軽い硬直状態となっているのを眺めていると、最後にやって来たのは、金髪ポニテの七星ローザだった。
これで電波トリオは集結したわけである。
ローザは屋上に入ると、やはり剣志の顔を見て頬を染めてにこりと微笑んだ。
そして他の人間なんてものはこの世に存在しないがごとく一切合切無視し、真っ直ぐに剣志の元へとやってくると、恥ずかしそうにはにかんで見せた。

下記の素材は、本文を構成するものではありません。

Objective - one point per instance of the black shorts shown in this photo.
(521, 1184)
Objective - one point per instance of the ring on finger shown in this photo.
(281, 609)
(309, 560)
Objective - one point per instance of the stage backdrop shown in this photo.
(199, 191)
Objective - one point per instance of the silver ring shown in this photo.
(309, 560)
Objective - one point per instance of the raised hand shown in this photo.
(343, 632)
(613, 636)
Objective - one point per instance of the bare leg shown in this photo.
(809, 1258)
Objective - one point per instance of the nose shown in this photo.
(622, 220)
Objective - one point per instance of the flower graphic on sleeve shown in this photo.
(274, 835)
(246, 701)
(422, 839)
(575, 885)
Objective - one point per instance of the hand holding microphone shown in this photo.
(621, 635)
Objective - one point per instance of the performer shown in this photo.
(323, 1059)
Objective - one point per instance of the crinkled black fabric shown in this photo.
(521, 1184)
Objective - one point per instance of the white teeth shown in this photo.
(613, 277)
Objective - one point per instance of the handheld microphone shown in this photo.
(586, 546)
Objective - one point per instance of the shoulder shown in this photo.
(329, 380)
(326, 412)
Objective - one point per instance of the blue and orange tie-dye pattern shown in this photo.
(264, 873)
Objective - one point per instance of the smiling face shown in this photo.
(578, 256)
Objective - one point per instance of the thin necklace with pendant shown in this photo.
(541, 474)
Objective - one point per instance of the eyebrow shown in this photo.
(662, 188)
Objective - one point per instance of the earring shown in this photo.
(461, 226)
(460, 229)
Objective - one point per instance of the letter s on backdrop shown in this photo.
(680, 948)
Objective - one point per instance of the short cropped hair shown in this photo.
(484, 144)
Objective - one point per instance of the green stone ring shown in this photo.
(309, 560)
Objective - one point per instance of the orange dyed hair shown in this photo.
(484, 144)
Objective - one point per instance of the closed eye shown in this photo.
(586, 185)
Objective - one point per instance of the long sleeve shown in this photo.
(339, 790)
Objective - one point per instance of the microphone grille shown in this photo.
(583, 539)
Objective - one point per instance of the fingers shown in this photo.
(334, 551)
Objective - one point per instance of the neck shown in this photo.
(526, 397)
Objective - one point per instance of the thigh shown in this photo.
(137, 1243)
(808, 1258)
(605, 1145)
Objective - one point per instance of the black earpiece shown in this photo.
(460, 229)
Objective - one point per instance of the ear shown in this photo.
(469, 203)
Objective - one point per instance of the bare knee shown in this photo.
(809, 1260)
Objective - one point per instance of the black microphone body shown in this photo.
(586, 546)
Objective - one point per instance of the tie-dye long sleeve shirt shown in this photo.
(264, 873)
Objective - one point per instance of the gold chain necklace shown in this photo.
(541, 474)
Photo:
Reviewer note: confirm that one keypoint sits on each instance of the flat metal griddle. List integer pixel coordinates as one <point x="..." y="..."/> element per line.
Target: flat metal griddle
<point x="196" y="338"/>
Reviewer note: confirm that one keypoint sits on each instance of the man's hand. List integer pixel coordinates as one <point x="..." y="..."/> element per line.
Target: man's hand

「ちゃんと来てくれてよかった……強引だったから、もしかしたら来てくれないかもしれないと思ってたから……嬉しい」
と、朝とは打って変わってしおらしい態度に虚を突かれる剣志。
どう対応していいのか分からない剣志だが、しかし、ここで優しくしては相手の思うつぼだと気を取り直す。
「いや、ああ脅されたんじゃ、来るしかないだろう」
「それはごめんなさい……必死だったから、つい……」
「……分かればいいけど……。で、何を話すんだ?」
「あ、そうそう! それで、今後のことなんだけど、式は神前式と挙式、どっちの方がいいかしら? 白無垢の方がいい? それともやっぱり、ウェディングドレスの方が似合う? ねぇ! 剣志はどっちがいいと思うっ?」
「………………………………は?」
「パパはね、『結婚式を挙げるなら、日本よりママの故郷であるフランスの方がいいんじゃないか』って言ってくれてるの。でも、私としてはこっちでグランマにも見せたいから、折衷案としては、日本では神前式をやって、フランスでは挙式をして、そして披露宴はハワイでやるのがいいかと思ってるの! どうかしら!」
ローザはそう言ってキラキラとした瞳を剣志に向ける。
これに剣志は頭が痛くなった。
どうしてそうなる。
「――だいぶヤバいな」
こそりと隣で囁いてきた翔に対して、深く剣志は同意するのだった。